Também respondia à ação penal Thalles Andrade Costa (filho de Bosco Costa). Ele foi absolvido, visto que tinha sido denunciado pela PGR apenas por participação em organização criminosa.

Parlamentares negaram irregularidades

Durante o julgamento, as defesas dos três deputados rechaçaram as acusações da PGR, negando a prática de corrupção passiva e a formação de organização criminosa.

O advogado Felipe Fernandes de Carvalho, um dos defensores de Josimar Maranhãozinho, alegou falta de lógica política na acusação e atuação isolada de terceiros.

A defesa destacou que Josimar era um adversário político do então prefeito de São José de Ribamar e apoiava abertamente o candidato de oposição para as eleições de 2020. Portanto, segundo o advogado, não faria nenhum sentido ele destinar milhões em emendas para fortalecer a gestão de um rival político às vésperas de uma eleição.

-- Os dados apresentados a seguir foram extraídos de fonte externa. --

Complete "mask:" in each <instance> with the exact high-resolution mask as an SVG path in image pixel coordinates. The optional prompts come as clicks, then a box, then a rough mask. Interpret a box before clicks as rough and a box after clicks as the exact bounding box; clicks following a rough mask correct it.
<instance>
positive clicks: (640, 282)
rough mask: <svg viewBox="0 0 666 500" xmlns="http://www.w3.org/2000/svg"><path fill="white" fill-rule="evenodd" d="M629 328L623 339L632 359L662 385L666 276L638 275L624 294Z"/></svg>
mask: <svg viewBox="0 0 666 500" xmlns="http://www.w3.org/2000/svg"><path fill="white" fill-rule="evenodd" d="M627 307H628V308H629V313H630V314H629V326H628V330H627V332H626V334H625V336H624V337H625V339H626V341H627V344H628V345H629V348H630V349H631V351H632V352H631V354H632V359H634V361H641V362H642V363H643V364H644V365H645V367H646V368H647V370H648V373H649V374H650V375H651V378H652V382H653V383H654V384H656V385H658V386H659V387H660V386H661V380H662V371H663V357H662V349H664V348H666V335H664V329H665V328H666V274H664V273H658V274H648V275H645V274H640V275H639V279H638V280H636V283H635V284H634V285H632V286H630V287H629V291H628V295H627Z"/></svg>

O advogado Maurício Campos Júnior, que defende Pastor Gil, admitiu que o parlamentar enviou pouco mais de R$ 1 milhão em emendas para São José de Ribamar, mas que o fez de forma legítima para prestigiar o município onde obteve muitos votos. A defesa também garantiu que o Pastor Gil não possuía vínculo estrutural com os demais acusados.

Já o defensor Miguel Katz Zagury Fragelli, representante de Bosco Costa, ressaltou que o cliente não exercia mandato de deputado federal em 2018, ano de elaboração do orçamento de 2019. Segundo a defesa, consultas ao Portal da Transparência da CGU (Controladoria-Geral da União) confirmam a inexistência de emendas de Bosco destinadas ao Maranhão.